Head of Heritage Recording and Archaeology at Historic Environment Scotland

Rebecca Jones was Head of Archaeology and World Heritage at Historic Environment Scotland. She then took a position as Director of Alumni Relations before being appointed Keeper of Scottish History and Archaeology at National Museums Scotland in 2024.

== Career ==
Jones studied for an undergraduate degree in Ancient History and Archaeology at the University of Newcastle. In 1999-2000 she worked at Aberystwyth University with Jeffrey Davies, which resulted in the publication of the volume Roman Camps in Wales and the Marches in 2006. Jones completed her PhD at the University of Glasgow in 2006 entitled "The temporary encampments of the Roman army in Scotland ", supervised by Bill Hanson. Prior to her role at Historic Environment Scotland, Jones worked for the Royal Commission on the Ancient and Historical Monuments of Scotland. Jones is co-Chair of the International Congress of Roman Frontier Studies.

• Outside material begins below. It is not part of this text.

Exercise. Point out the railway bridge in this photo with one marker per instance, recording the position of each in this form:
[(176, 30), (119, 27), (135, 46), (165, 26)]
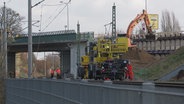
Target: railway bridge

She published a major monograph entitled Roman Camps in Scotland in 2011. Her 2012 book Roman Camps in Britain won the Current Archaeology Book of the Year award 2013.

== Selected publications ==

- Davies, J., and Jones, R. 2006. Roman Camps in Wales and the Marches. University of Wales Press.
- Jones, R.H. 2011. Roman Camps in Scotland. Edinburgh: Society of Antiquaries of Scotland.
- Jones, R.H. 2012. Roman Camps in Britain. Stroud: Amberley Pub.
- Owen, K. and Jones, R. 2019 Presenting an Archaeology for Everyone: Changing our approach to publicly funded archaeological investigation in Scotland, Internet Archaeology 51.